Depuis le début du mois de juillet 2026, une vingtaine de voitures roulent en Espagne avec un carburant qui n’a jamais vu une goutte de pétrole. L’essai, mené conjointement par Toyota, BMW, Bosch et le pétrolier espagnol Repsol, porte sur un produit baptisé Nexa 95 : une essence entièrement d’origine végétale, fabriquée à partir de déchets organiques, explique Auto Journal. Les véhicules se ravitaillent dans des stations-service Repsol ouvertes au public, sans circuit dédié ni pistolet spécial.
Sur le papier, la promesse est simple : faire baisser les émissions de carbone sans rien changer aux habitudes des automobilistes, ni aux voitures qu’ils possèdent déjà.
Un carburant qui se glisse dans les cuves existantes
Le Nexa 95 appartient à la famille des carburants dits drop-in : il remplace l’essence sans aucune modification nécessaire. Son indice d’octane est identique à celui du Sans-Plomb 95, et il fonctionne dans n’importe quel moteur essence, sans intervention mécanique.

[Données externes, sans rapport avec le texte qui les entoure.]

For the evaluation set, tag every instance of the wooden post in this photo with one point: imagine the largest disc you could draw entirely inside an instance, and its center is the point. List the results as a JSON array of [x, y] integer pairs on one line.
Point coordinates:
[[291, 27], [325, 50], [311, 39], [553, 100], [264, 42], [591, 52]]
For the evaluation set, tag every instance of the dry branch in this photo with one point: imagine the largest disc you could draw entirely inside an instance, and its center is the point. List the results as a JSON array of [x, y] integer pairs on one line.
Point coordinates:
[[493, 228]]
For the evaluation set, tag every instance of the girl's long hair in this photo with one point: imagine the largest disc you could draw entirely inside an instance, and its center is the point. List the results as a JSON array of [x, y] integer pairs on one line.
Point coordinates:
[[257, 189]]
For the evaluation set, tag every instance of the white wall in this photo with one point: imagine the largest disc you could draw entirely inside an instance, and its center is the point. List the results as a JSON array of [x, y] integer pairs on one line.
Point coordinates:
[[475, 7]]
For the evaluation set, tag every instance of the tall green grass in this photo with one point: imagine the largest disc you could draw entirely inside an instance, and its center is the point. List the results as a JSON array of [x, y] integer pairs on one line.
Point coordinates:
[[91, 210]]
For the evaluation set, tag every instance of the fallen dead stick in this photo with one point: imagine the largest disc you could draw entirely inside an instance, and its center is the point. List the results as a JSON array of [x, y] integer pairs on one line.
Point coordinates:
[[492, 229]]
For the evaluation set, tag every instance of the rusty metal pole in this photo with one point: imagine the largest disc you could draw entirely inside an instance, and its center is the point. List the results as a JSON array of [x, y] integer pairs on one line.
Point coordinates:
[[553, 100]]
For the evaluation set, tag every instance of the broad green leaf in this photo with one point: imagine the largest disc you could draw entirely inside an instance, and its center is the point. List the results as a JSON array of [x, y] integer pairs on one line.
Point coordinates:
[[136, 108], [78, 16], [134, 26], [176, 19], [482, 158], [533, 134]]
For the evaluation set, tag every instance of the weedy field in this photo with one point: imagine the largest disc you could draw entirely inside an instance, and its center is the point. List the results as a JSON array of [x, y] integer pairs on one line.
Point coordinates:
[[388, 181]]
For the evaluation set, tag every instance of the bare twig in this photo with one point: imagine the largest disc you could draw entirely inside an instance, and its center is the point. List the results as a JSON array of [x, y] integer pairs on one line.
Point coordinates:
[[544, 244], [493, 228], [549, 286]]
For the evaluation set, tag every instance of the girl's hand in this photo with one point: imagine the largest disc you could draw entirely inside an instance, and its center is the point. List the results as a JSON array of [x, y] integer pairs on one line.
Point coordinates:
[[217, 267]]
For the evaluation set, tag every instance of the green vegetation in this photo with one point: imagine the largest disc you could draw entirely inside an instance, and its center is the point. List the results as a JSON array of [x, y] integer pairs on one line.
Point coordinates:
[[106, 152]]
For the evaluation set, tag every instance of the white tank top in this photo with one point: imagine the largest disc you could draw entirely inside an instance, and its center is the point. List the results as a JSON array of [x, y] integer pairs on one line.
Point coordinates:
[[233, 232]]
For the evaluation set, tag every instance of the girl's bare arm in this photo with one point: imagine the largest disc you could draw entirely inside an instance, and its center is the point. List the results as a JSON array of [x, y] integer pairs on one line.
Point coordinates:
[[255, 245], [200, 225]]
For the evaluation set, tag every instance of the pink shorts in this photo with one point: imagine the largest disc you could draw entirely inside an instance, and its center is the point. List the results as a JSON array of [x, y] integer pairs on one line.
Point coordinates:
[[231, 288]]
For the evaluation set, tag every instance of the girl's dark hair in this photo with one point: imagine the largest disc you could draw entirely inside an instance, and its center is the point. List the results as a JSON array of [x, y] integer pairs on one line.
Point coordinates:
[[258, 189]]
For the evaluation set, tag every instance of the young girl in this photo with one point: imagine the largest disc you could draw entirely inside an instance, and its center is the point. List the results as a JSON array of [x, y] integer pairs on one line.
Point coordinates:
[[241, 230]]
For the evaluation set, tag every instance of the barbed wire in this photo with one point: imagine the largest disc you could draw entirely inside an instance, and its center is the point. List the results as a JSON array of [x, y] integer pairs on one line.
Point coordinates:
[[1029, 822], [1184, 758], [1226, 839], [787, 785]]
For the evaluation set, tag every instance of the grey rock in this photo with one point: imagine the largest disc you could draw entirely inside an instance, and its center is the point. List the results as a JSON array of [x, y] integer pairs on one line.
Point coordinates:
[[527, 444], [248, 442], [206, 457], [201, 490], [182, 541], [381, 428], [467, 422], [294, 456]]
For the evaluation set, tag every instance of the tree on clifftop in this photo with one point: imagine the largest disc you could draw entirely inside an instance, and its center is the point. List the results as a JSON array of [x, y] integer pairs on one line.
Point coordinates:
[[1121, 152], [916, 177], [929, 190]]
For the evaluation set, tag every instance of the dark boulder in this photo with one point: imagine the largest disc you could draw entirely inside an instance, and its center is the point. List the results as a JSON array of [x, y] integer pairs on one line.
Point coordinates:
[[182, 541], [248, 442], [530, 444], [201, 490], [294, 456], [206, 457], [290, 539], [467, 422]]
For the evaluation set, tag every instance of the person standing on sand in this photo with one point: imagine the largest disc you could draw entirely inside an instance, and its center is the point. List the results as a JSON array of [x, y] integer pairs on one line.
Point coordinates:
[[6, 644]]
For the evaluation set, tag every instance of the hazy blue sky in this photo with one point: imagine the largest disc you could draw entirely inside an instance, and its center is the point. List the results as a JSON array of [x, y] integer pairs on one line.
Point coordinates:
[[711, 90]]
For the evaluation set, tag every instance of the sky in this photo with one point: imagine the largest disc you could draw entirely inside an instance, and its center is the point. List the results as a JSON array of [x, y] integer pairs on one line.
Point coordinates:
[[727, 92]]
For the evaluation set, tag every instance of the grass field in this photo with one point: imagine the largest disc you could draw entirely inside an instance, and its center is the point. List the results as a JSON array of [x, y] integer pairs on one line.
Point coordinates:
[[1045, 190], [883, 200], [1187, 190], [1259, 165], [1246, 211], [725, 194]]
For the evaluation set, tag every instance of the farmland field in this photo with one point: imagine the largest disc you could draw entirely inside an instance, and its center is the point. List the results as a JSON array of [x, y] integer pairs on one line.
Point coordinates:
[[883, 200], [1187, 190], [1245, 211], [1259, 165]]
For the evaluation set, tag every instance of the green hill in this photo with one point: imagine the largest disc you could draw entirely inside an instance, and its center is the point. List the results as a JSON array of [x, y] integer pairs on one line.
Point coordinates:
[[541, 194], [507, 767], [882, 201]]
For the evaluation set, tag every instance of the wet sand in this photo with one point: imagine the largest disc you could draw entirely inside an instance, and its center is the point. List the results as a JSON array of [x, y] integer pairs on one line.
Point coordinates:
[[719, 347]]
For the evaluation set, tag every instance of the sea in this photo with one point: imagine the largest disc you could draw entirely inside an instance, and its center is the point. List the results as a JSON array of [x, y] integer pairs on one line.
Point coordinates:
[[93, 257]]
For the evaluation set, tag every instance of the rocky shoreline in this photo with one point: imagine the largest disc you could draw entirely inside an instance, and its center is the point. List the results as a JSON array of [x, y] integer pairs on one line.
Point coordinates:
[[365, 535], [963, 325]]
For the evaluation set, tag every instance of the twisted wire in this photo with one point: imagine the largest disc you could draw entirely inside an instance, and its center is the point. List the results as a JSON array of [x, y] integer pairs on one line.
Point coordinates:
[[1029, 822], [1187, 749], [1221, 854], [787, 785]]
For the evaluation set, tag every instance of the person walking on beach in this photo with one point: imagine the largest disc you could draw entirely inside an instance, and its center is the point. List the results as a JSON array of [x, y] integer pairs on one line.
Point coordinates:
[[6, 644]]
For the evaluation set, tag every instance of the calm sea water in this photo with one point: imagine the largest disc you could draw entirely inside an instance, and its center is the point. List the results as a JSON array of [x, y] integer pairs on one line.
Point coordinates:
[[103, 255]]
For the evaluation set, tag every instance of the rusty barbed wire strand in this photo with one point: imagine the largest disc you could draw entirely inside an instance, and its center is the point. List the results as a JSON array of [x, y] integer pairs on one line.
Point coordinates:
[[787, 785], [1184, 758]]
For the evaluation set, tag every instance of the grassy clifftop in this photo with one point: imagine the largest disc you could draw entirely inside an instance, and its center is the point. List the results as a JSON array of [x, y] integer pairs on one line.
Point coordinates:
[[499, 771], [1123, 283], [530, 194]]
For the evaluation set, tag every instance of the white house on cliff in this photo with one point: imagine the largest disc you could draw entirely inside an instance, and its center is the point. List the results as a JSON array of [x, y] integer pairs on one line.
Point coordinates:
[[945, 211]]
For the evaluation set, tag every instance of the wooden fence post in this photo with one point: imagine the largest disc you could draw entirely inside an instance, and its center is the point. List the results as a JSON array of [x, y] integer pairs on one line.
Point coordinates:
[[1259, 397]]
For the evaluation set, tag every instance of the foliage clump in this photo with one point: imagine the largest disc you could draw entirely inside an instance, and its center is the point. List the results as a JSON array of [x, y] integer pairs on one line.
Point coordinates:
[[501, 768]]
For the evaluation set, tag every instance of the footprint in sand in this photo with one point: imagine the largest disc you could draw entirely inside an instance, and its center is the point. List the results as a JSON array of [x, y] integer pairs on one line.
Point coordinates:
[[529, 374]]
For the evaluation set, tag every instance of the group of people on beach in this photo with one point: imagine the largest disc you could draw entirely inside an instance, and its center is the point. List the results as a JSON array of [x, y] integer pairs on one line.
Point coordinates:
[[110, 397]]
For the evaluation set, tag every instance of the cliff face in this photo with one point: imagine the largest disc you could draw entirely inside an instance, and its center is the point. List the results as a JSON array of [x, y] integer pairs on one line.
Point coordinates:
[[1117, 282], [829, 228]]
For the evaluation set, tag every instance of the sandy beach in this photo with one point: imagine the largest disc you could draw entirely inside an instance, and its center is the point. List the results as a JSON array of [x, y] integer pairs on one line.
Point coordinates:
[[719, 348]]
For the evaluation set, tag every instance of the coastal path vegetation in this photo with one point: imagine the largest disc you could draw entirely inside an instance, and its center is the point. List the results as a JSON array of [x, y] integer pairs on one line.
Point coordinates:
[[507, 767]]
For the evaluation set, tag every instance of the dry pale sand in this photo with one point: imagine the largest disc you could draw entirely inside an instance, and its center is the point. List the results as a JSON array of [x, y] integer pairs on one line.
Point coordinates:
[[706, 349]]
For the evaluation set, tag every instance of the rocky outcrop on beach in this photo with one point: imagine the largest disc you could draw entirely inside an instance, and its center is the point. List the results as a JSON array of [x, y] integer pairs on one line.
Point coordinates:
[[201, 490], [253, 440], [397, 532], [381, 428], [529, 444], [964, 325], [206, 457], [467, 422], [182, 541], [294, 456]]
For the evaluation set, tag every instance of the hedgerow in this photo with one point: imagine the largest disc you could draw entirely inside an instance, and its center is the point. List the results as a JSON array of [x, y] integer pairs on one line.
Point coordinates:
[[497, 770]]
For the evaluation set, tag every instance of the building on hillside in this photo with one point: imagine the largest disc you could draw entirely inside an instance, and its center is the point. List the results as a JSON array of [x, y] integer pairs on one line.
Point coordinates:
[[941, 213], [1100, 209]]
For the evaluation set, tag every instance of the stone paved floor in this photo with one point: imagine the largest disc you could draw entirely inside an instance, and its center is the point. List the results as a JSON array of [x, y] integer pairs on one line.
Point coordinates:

Concrètement, il peut être versé tel quel dans les cuves et pistolets des stations-service actuelles, tout comme dans le réservoir des voitures thermiques déjà en circulation.
L’exercice diffère nettement de celui vécu par le GPL, qui impose des précautions de stockage, des adaptations de véhicules et reste interdit dans certains parkings souterrains. Rien de tel ici : les stations n’ont besoin d’aucun aménagement.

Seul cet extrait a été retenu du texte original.